The Book of Common Courage: Prayers and Poems to Find Strength in Small Moments


K.J. Ramsey



Publication Date:

January 17, 2023




224 pages


Psalm 23 is perhaps the best-known Bible passage in the world. The best-known single verse is probably John 3:16, but it’s hard to name a set of verses more popular than the ones which begin “the Lord is my shepherd…” They have been reprinted in devotionals, children’s books, plays, and other media for centuries. While many think of Psalm 23 as light inspirational fare, K.J. Ramsey suggests that it is inspiring because it doesn’t ignore the darkness. She provides of series reflections on the psalm’s phrases—“he makes me lie down,” “for his name’s sake”—in the form of photographs, poems, messages to the reader, and diary-like entries from her own life. Many of these reflections describe Ramsey’s particular story, as a female therapist with chronic illness who left a particular church when other congregants treated her poorly. She encourages

As mentioned above, Ramsey’s journey with chronic illness—learning to accept it’s okay to seek professional help, fielding asinine questions from Christians who treat long-term illness as evidence of spiritual doubt, learning to see God’s blessing even in terrible times—informs this book’s approach.
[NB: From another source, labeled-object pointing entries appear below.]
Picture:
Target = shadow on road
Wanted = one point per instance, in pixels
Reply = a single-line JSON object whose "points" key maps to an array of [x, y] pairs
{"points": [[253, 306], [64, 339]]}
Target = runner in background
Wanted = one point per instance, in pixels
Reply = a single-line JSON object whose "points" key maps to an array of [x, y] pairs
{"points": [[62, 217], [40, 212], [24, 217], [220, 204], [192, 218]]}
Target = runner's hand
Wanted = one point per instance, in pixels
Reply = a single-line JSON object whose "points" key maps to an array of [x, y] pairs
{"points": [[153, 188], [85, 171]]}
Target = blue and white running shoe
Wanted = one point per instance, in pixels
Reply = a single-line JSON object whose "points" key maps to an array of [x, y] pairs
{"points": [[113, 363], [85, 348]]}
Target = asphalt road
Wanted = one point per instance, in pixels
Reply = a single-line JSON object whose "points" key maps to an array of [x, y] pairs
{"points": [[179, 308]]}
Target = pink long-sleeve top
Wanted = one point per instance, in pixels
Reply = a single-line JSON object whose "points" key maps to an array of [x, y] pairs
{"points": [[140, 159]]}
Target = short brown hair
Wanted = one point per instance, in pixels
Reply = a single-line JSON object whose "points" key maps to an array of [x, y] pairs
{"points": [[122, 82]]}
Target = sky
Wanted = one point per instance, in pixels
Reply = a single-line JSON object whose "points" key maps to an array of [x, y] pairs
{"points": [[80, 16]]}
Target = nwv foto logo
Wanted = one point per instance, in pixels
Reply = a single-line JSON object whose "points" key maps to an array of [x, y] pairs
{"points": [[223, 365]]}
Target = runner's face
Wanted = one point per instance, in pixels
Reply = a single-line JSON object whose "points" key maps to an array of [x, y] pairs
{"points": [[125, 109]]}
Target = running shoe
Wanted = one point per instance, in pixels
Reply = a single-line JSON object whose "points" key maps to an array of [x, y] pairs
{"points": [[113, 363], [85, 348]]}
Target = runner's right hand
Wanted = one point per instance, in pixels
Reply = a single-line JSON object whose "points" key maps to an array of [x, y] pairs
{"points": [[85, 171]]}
She refers to herself as a “trauma-informed licensed professional counselor,” and has told bits of this story in her book This Too Shall Last. However, This Too Shall Last was about helping readers understand the spiritual questions that arise from “where is God in this pain?” and didn’t delve much into her particular experiences. Here, she writes a little more directly about her pain. There is a poem about her last week at a church she was leaving, serving communion, and the last person who came to receive it “was the man who made my life hell… And with one deep breath, I was given a choice. I could extend mercy even to him.” This subject seems like a dark choice for a book about Psalm 23 (especially one published by the Zondervan Gifts division, which releases books for holiday presents and the like).

In truth, there is a difference between lament and rant. There is also a tradition of teachers who do what Frederick Buechner called “stewarding pain,” using it as an opportunity to empathize with others. Authors like Henri Nouwen (The Wounded Healer) and Dan Allender (Leading with A Limp, also Redeeming Heartache with Cathy Loerzel) have given instruction on how teachers can use lament, honesty, and empathy to steward pain for good purpose. Ramsey masterfully follows this tradition, stewarding her pain to create meditations on giving grace even to those who hurt us, and recognizing that God ensures pain is never wasted. Many of her best reflections speak again and again about the idea that God is in the business of turning a painful moment into an opportunity for growth, empathy, redemption in some form—“all your wounds can become wellsprings.”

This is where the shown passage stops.